Transformers have revolutionized deep learning and generative modeling, enabling advancements in natural language processing tasks. However, the size of transformer models is increasing continuously, driven by enhanced capabilities across various deep learning tasks. This trend of ever-increasing model size has given rise to new challenges in terms of memory and compute requirements. Conventional computing platforms, including GPUs, suffer from suboptimal performance due to the memory demands imposed by models with millions/billions of parameters. The emerging chiplet-based platforms provide a new avenue for compute- and data-intensive machine learning (ML) applications enabled by a Network-on-Interposer (NoI). However, designing suitable hardware accelerators for executing Transformer inference workloads is challenging due to a wide variety of complex computing kernels in the Transformer architecture. In this paper, we leverage chiplet-based heterogeneous integration (HI) to design a high-performance and energy-efficient multi-chiplet platform to accelerate transformer workloads. We demonstrate that the proposed NoI architecture caters to the data access patterns inherent in a transformer model. The optimized placement of the chiplets and the associated NoI links and routers enable superior performance compared to the state-of-the-art hardware accelerators. The proposed NoI-based architecture demonstrates scalability across varying transformer models and improves latency and energy efficiency by up to 11.8x and 2.36x, respectively when compared with the existing state-of-the-art architecture HAIMA.

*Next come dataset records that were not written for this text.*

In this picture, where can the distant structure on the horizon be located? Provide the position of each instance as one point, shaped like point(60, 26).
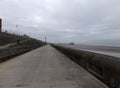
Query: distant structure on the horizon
point(0, 24)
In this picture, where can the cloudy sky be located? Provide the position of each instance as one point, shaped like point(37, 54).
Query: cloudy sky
point(79, 21)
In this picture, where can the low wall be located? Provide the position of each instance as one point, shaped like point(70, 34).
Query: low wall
point(106, 68)
point(12, 52)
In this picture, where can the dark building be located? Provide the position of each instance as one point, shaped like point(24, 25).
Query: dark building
point(0, 24)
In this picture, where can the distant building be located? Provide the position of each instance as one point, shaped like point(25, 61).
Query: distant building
point(0, 24)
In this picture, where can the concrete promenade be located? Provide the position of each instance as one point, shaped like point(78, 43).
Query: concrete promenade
point(45, 68)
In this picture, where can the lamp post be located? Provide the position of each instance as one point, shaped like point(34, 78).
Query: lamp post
point(18, 39)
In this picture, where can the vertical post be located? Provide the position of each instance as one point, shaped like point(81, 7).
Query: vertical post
point(0, 25)
point(18, 40)
point(45, 40)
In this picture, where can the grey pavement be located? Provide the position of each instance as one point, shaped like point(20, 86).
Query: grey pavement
point(45, 67)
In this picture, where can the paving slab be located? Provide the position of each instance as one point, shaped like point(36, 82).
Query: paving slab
point(45, 68)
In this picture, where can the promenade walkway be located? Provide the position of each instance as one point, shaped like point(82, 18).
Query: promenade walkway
point(45, 67)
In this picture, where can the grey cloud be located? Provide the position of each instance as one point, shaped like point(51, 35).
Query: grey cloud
point(79, 21)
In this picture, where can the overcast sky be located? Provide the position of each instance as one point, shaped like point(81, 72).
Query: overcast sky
point(79, 21)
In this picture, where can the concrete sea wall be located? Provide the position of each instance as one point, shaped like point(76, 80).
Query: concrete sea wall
point(105, 68)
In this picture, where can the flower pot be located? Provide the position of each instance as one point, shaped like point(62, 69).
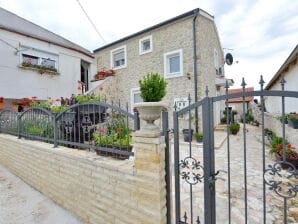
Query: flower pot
point(187, 133)
point(111, 154)
point(150, 112)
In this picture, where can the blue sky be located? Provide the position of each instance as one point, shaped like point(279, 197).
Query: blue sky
point(262, 33)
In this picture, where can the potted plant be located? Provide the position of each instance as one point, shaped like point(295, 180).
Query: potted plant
point(199, 136)
point(223, 120)
point(234, 128)
point(153, 89)
point(293, 120)
point(116, 135)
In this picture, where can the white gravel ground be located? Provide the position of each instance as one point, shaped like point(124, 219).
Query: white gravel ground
point(21, 204)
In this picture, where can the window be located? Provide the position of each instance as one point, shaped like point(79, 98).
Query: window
point(118, 58)
point(30, 59)
point(181, 103)
point(173, 64)
point(145, 45)
point(135, 97)
point(35, 58)
point(48, 62)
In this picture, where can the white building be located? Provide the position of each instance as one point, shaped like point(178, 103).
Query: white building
point(37, 62)
point(289, 70)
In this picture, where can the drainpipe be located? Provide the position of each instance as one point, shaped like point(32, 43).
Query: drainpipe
point(195, 69)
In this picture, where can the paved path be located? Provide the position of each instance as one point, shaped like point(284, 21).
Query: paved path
point(21, 204)
point(274, 203)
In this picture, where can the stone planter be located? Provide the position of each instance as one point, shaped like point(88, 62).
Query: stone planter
point(111, 154)
point(150, 112)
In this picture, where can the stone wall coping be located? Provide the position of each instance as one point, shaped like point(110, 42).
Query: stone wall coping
point(122, 166)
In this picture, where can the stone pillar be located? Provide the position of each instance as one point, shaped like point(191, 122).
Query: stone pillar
point(150, 166)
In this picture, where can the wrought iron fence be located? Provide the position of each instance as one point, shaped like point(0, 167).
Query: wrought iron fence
point(251, 182)
point(99, 126)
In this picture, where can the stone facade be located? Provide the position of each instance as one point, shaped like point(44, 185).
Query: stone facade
point(97, 189)
point(170, 37)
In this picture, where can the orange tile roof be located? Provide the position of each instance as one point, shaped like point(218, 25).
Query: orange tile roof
point(239, 99)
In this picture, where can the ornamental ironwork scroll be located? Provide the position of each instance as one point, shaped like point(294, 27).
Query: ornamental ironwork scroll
point(191, 170)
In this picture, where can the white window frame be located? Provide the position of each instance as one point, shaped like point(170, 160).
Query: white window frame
point(166, 64)
point(141, 52)
point(39, 54)
point(125, 57)
point(133, 91)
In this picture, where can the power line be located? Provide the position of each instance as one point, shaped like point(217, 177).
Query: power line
point(101, 37)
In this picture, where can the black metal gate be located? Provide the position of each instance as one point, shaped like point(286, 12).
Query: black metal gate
point(196, 170)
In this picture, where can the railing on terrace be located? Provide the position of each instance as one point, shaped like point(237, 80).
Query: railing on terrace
point(9, 122)
point(99, 126)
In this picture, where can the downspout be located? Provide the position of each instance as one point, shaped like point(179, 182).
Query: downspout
point(195, 69)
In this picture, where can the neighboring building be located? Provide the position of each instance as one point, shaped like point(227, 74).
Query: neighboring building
point(37, 62)
point(168, 49)
point(289, 70)
point(237, 103)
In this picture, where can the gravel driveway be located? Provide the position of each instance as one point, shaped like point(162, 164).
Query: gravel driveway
point(21, 204)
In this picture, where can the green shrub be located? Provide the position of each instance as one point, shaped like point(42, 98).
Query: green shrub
point(223, 120)
point(153, 87)
point(234, 128)
point(87, 98)
point(58, 109)
point(293, 118)
point(199, 136)
point(234, 112)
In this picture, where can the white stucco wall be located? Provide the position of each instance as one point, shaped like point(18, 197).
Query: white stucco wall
point(273, 104)
point(17, 83)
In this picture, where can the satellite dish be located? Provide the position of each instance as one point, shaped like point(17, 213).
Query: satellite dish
point(229, 59)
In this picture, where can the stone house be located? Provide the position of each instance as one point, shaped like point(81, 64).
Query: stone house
point(186, 50)
point(37, 62)
point(289, 71)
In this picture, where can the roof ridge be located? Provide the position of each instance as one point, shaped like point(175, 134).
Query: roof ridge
point(45, 29)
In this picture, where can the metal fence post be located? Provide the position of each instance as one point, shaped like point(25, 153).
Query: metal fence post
point(19, 125)
point(176, 164)
point(165, 128)
point(209, 168)
point(55, 130)
point(136, 121)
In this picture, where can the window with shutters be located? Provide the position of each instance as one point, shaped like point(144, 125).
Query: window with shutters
point(118, 58)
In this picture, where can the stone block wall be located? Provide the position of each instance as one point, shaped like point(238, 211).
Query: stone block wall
point(97, 189)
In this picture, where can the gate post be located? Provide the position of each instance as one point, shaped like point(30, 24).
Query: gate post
point(165, 128)
point(209, 168)
point(149, 164)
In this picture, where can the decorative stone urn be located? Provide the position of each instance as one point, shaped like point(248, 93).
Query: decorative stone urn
point(150, 112)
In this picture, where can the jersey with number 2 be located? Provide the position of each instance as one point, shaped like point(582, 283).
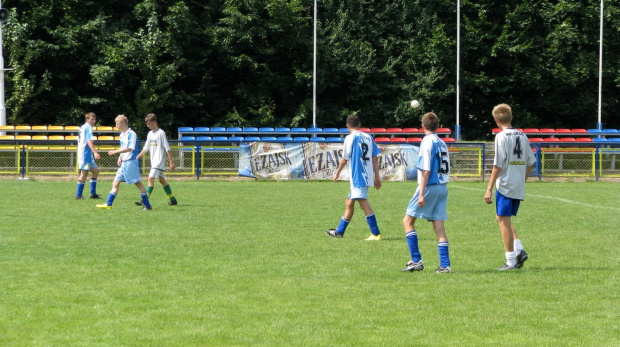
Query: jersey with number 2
point(359, 148)
point(434, 157)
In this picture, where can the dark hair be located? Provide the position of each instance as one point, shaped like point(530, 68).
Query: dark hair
point(353, 121)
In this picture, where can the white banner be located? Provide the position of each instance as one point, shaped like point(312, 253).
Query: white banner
point(319, 160)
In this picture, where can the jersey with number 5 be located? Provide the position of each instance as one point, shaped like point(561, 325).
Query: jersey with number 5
point(359, 148)
point(513, 155)
point(434, 157)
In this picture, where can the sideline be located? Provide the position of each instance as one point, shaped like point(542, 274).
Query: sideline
point(546, 197)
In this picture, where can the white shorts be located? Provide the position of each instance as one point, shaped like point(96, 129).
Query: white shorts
point(156, 173)
point(358, 193)
point(129, 172)
point(435, 203)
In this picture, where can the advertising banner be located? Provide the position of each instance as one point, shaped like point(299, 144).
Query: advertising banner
point(319, 160)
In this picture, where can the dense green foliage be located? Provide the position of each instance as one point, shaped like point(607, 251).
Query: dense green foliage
point(249, 62)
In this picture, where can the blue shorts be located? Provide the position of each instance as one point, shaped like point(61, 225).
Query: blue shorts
point(87, 165)
point(358, 193)
point(506, 207)
point(435, 203)
point(129, 172)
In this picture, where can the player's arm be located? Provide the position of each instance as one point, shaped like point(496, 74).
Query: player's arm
point(375, 165)
point(91, 144)
point(494, 175)
point(170, 161)
point(341, 165)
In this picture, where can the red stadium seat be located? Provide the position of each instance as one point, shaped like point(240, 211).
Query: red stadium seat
point(382, 139)
point(399, 140)
point(547, 131)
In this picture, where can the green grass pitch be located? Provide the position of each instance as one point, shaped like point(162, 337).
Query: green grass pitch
point(248, 264)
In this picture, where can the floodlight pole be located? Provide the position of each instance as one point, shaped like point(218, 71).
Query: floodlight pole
point(599, 124)
point(314, 125)
point(457, 127)
point(2, 107)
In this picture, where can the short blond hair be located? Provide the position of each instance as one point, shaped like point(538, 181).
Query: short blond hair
point(430, 121)
point(121, 118)
point(502, 114)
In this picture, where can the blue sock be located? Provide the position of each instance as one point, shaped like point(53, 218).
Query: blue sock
point(80, 189)
point(372, 223)
point(412, 242)
point(93, 186)
point(444, 256)
point(342, 226)
point(145, 199)
point(111, 198)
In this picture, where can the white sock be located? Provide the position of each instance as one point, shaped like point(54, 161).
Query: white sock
point(518, 246)
point(511, 258)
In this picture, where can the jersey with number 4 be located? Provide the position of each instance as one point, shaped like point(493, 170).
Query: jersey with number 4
point(359, 148)
point(434, 157)
point(513, 155)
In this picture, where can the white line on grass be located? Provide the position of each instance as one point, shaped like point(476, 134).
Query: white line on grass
point(548, 197)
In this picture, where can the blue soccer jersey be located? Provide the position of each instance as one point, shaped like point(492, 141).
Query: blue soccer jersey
point(359, 149)
point(129, 139)
point(434, 157)
point(85, 154)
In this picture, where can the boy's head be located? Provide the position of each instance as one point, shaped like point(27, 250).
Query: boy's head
point(91, 118)
point(121, 122)
point(151, 121)
point(502, 114)
point(353, 121)
point(430, 122)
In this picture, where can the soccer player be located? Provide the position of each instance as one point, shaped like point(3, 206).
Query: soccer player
point(129, 170)
point(87, 154)
point(360, 151)
point(430, 200)
point(157, 145)
point(512, 165)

翻译：Transformer模型已彻底革新深度学习和生成式建模，推动了自然语言处理任务的发展。然而，随着各类深度学习任务性能的不断提升，Transformer模型的规模持续扩大。这种模型规模不断增长的趋势在内存和计算需求方面带来了新的挑战。传统计算平台（包括GPU）因需处理数百万/数十亿参数模型的内存需求而面临性能瓶颈。新兴的基于小芯片的平台通过硅中介层互连网络为计算密集型和数据密集型机器学习应用提供了新途径。然而，由于Transformer架构包含多种复杂的计算核心，为其推理工作负载设计合适的硬件加速器具有挑战性。本文利用基于小芯片的异构集成技术，设计了一种高性能、高能效的多小芯片平台以加速Transformer工作负载。我们证明所提出的硅中介层互连网络架构适配Transformer模型固有的数据访问模式。通过优化小芯片布局及相应的互连网络链路与路由器配置，该平台相比现有最先进的硬件加速器展现出更优越的性能。实验表明，所提出的基于硅中介层互连网络的架构在不同Transformer模型间具备良好可扩展性，与当前最先进的HAIMA架构相比，延迟和能效分别提升最高达11.8倍和2.36倍。